Andrew Knowles, chief executive of design agency JKR, argues that if "borrowing" intellectual property becomes fair game, British innovation will suffer as a result.

He argues: "If people are allowed to mimic the leading brands very closely, it is giving them an advantage and potentially legitimising a form of behaviour that although not technically illegal, is certainly morally dubious."

However, retailers deny any wrongdoing. Boots and Tesco both told Marketing they work hard to ensure all products comply with intellectual property law, and claim own-brand products are designed with their customers' best interests at heart. 

A Boots spokeswoman explained that "colourways" used in its own-brand products are "synonymous with certain active ingredients and so are an important cue in helping a customer navigate through their choices".

Boots points out its customers do not shop by visual appearance alone, but also consider "price comparison, brand loyalty, promotions and advice from trained store colleagues".

However, the brand owners are dubious of the motives of the retailers, with British Brands Group director John Noble hitting out at "unregulated" copycat practices.

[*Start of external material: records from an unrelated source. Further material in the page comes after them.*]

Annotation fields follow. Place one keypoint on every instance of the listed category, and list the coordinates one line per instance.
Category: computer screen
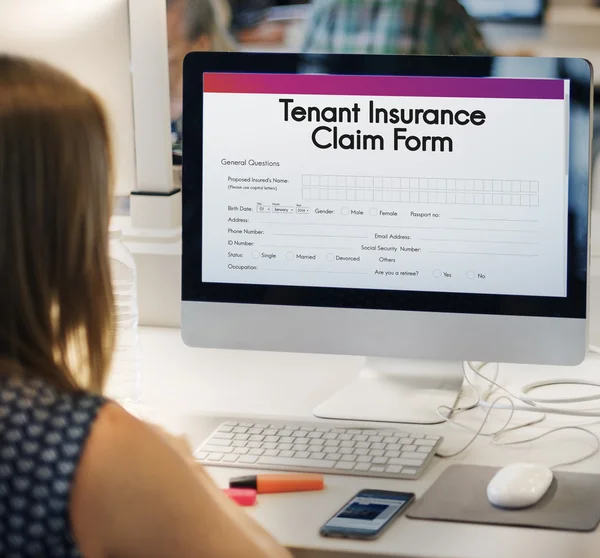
(429, 207)
(386, 183)
(505, 10)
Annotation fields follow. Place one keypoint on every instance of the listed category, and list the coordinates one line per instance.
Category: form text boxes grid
(421, 190)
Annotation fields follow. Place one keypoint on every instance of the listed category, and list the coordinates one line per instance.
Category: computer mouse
(519, 485)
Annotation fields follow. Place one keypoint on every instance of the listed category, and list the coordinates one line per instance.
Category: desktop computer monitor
(418, 211)
(524, 11)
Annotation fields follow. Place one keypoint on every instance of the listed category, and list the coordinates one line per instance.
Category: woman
(78, 475)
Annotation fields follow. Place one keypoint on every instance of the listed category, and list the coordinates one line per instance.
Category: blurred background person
(192, 25)
(250, 25)
(392, 27)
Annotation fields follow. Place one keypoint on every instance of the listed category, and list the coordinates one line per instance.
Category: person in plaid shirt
(393, 27)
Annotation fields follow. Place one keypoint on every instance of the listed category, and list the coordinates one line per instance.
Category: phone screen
(367, 513)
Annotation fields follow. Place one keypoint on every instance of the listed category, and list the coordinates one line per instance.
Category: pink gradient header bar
(385, 86)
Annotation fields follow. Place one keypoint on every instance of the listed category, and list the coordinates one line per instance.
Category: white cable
(553, 431)
(532, 406)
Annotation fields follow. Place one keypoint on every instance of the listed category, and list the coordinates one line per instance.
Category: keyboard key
(223, 436)
(412, 455)
(406, 462)
(293, 462)
(286, 454)
(217, 449)
(217, 442)
(227, 428)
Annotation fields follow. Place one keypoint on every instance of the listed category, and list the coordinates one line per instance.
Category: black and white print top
(42, 435)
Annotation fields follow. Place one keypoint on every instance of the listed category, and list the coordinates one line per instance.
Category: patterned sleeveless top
(42, 435)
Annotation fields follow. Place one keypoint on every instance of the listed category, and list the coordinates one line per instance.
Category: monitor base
(397, 390)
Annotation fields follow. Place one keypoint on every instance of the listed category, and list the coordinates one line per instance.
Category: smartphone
(367, 514)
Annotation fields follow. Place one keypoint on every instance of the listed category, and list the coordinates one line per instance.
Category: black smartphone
(367, 514)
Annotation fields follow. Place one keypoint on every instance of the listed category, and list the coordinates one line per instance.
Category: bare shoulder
(136, 495)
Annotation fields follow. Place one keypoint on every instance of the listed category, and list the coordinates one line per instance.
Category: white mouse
(519, 485)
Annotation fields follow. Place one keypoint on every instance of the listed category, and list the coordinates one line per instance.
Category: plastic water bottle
(124, 382)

Noble said: "There is clearly an advantage to a copier doing this, a disadvantage to the consumer because they are misled, and a disadvantage to the original company who is investing in the reputation in the first place, because their costs increase and their revenues fall. It is fairly clear who are the winners and losers."

Whether the consumers are truly at a disadvantage is the key issue in the whole debate and until that is proved, or the Government decides to do more to protect intellectual property, it is the brand owners who will continue to be on the losing side.